Dental caries remains a critical public health crisis, affecting more than 2.4 billion adults and 520 million children worldwide.1 This underscores the urgent need for proven preventive solutions such as dental sealants. Dental sealants penetrate the pits and fissures of occlusal surfaces and function by effectively forming a physical barrier that inhibits the colonization of microorganisms while creating a favorable surface to help patients maintain better oral hygiene.

Sealant materials are primarily categorized into resin-based sealants (RBS), glass ionomer sealants (GI), and polyacid-modified resin sealants.
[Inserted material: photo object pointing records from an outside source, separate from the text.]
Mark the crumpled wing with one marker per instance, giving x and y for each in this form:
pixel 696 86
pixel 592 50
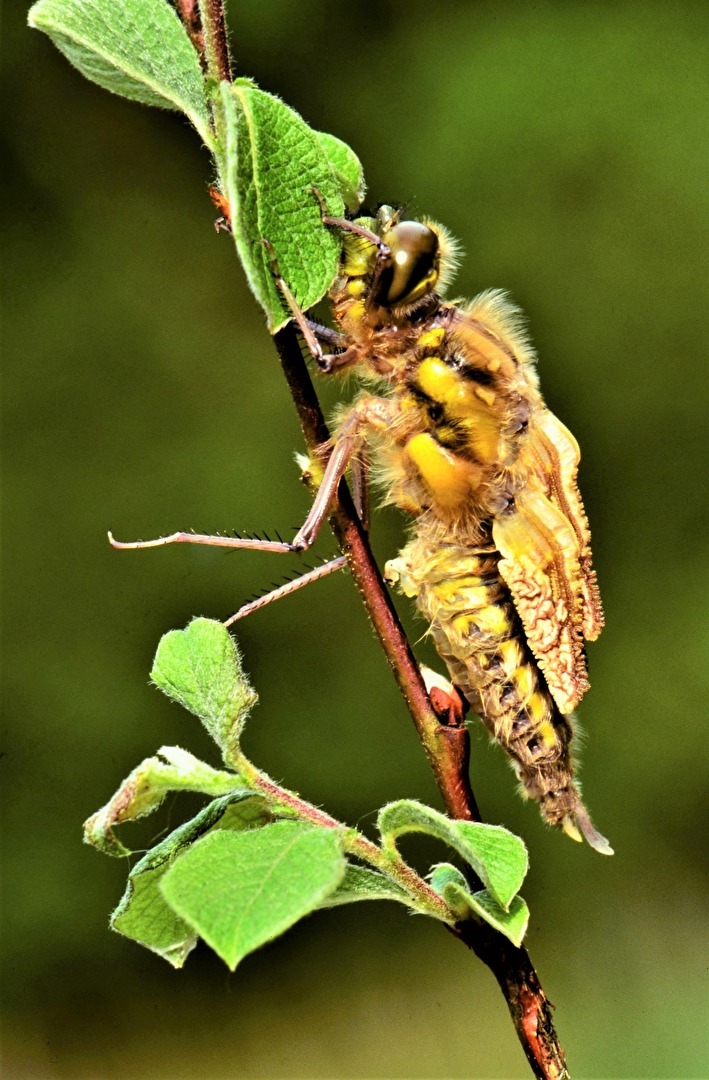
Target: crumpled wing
pixel 545 543
pixel 558 454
RBS, widely used in clinical practice, may include fluoride-releasing components.2 GI sealants release fluoride over time, are moisture-tolerant, and easy to place, while resin-modified versions enhance durability and reduce moisture sensitivity.2

Polyacid-modified resin sealants combine the adhesive and fluoride-releasing properties of GI with the strength of RBS, offering easier application, especially for young or uncooperative patients.2 Here, I’ll focus on discussing resin-based sealants due to their prevalence and clinical application.

Proficiency in sealant placement

I talked with a colleague who has nearly 30 years of clinical experience, and we discussed a significant concern. She explained that while she was once trained to apply sealants, her current focus on periodontal and implant care has caused her to lose the proficiency to place sealants effectively.

I remember being instructed to read a chapter from a textbook on sealants and then immediately apply my knowledge by placing sealants on a patient. This approach lacked sufficient guidance and led to challenges achieving proper retention with my sealants. With additional hands-on practice and education, I was able to develop the skills to perform the procedure effectively.

This situation underscores the broader challenge of skill retention among dental hygienists when certain techniques are not regularly practiced. It highlights the critical importance of comprehensive training, hands-on experience, and ongoing professional development to maintain and enhance proficiency in essential preventive procedures such as dental sealant application.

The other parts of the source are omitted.